Wednesday, April 29, 2009
The Aqua Mustang 79 – PAST PERSON II
“So you and Gracie come right over,” Ellen said, then called down to me, “Mrs. Miner’s coming.”
And there was no way I could leave now. And I remembered why I was here – this search to discover what had happened in the deep dark past in this formal community of big Waspy summer house compounds – the hunt I was on, like an avenger, to get the goods on those people of the past. And find out why the cousins who had been there with me in the deep past were now coming to such horrible ends – suicides and molestations and incesting – it had to be connected to things way back then.
I had not thought Mrs. Milner would still be alive. It was forty years since I had seen her, forty years since her mysterious disappearance from our lives, this rock solid figure of my childhood. She had been at While Wings the two summers I had been there when I was five and six years old, long before my grandparents sold it to Ellen’s Grosse Point parents. But mostly I remembered Mrs. Miner from the biggest, most formal house, White Pines, remembered her as the cook and the woman who ran everything. And was always nice and always had snacks for me and never with lectures about being too thin or too fat. This local New England woman who, I suddenly thought now, was the equivalent of those black nannies in the South who were more like mothers to the segregated white children than were the children’s birth mothers. My mother’s family was Southern, and although she grew up in Long Beach, Long Island, she had told me the only thing she could remember from the first decade of her life was a servant looking down at her in her baby carriage.
And in my mind now, while standing in front of White Wings, I was suddenly in a scene in the area in the back of the commodious White Pines kitchen, on the way to the Boy’s Wing where male children were meant to stay, this area with a big round oilcloth covered table where the servants ate and joked, beside a pantry stuffed to the ceiling with non-perishable food, and containing the glass enclosed box where a number would drop down if someone in the non-servants part of the upstairs pressed a button.

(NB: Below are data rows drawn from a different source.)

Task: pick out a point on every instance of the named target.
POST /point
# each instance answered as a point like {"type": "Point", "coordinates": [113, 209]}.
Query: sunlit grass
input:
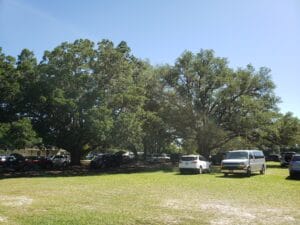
{"type": "Point", "coordinates": [152, 198]}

I knew that 20 something years ago Ellen, when between marriages and denied more family funds, had worked with Mrs. Miner one season closing up summer people’s houses for the winter. But I never thought that now she would still be alive, much less that I would ever see her. And there was immediately something very familiar and even comforting about her. And I was in another scene back there at the oilcloth table where the servants ate. It was at a point in mid-summer when my mother, whom I had not seen since they dropped us off at the summer’s start, had just arrived back up in the mountains, and came in looking for me, and I could not think of who this woman was.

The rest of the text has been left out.